The district court dismissed the companies’ complaint. But in the recent ruling, the 9th U.S. Circuit Court of Appeals partially reversed that decision and sent it back for further review.
Although the written opinion is still forthcoming, this is a significant ruling that focuses attention on the concept of equal protection, which was the main allegation made in the lawsuit. As their complaint argued, a key section of the law “not only arbitrarily excludes and punishes one employer based solely on an unproven allegation. It arbitrarily includes and protects employers, alleged to have used ghost workers, so long as they were sued after April 1, 2015. … (T)he ghost worker allegation carve-out is simply a mechanism to subject Fowler to disparate and punitive legislative treatment based solely on an allegation of wrongdoing.”
The appeals court, however, rejected the farms’ claim that the law had violated “bill of attainder” provisions in the U.S. Constitution. That refers to an act by any legislature that inflicts punishment without the protections of due process or judicial review – i.e., “trial by legislature.” The plaintiffs had argued that the California Legislature exempted those companies based on some union allegations and was a form of punishment against them, in that it singled out Fowler and Gerawan, and did so without any legitimate, nonpunitive purpose.
“By denying those employers the protection that every other employer enjoys, the Legislature essentially adjudged them to be guilty of egregious conduct.
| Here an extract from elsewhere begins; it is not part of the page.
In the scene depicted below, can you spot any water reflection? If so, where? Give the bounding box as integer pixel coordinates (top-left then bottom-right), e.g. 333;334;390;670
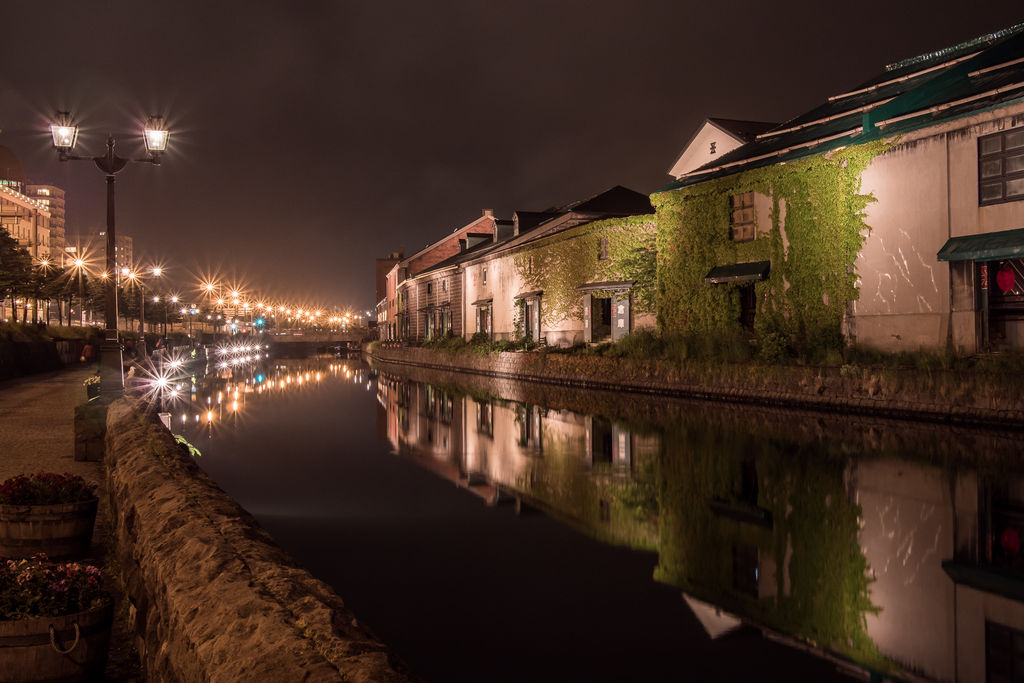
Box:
165;348;370;436
182;358;1024;681
378;362;1024;682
But the Constitution does not give legislatures the power to determine guilt, it grants that authority to courts,” explained the Pacific Legal Foundation’s Wencong Fa in a column in the San Francisco Daily Journal. The foundation had filed an amicus brief on behalf of the companies and several farm organizations, including the California Farm Bureau and Western Grower.
The Fowler and Gerawan labor disputes have been a long-running California saga. The UFW has had a variety of disputes with Fowler. In the Gerawan situation, the company says the UFW had re-emerged at the farm after a long hiatus, claiming to be the rightful representative of the farmworkers there. The state Agricultural Labor Relations Board had refused to even count the ballots in a union de-certification election there – and imposed a seemingly unwanted contract on workers there. It’s become a national news story and litigation continues.
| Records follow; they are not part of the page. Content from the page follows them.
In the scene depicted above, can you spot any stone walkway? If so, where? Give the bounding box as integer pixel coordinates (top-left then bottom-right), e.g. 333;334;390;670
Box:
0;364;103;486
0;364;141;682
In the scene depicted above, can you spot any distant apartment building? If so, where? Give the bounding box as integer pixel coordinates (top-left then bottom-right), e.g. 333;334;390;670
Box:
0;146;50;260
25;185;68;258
A.B. 1513 was supported even by some agricultural organizations because of the advantages it provides to the industry in general. There’s little disagreement it was the result of tough negotiations – a point the Brown administration has made in support for the law. But that doesn’t mean Fowler and Gerawan don’t make a valid argument. The new law could be of overall benefit to most California agricultural companies while still unfairly singling out two companies involved in disputes with one of the groups involved in those negotiations.
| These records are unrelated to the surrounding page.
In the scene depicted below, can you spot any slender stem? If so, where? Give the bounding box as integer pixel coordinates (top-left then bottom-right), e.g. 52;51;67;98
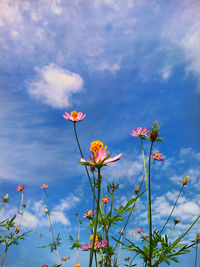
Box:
77;217;81;264
194;243;199;267
74;122;97;206
44;189;63;266
160;185;184;234
148;142;154;266
89;168;101;267
1;245;8;267
140;138;151;266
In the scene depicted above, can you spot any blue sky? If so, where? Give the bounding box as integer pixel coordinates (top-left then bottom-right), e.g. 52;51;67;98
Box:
0;0;200;267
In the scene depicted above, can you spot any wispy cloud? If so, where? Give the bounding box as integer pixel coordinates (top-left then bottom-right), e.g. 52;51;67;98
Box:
27;64;83;108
The official Assembly bill analysis puts the issue in perspective: “Supporters argue that this bill is a fair compromise for both employers and workers, addressing a situation where there was a significant development in case law. … Opponents argue that these arbitrary provisions set forth a troubling precedent that represents political targeting that sacrifices some companies to continued legal exposure in exchange for legal protections afforded to others.”
Fowler and Gerawan asked the state to suspend enforcement of this week’s deadline pending the outcome of the case as the federal courts take the rare step of reviewing a constitutional challenge to piece of state legislation.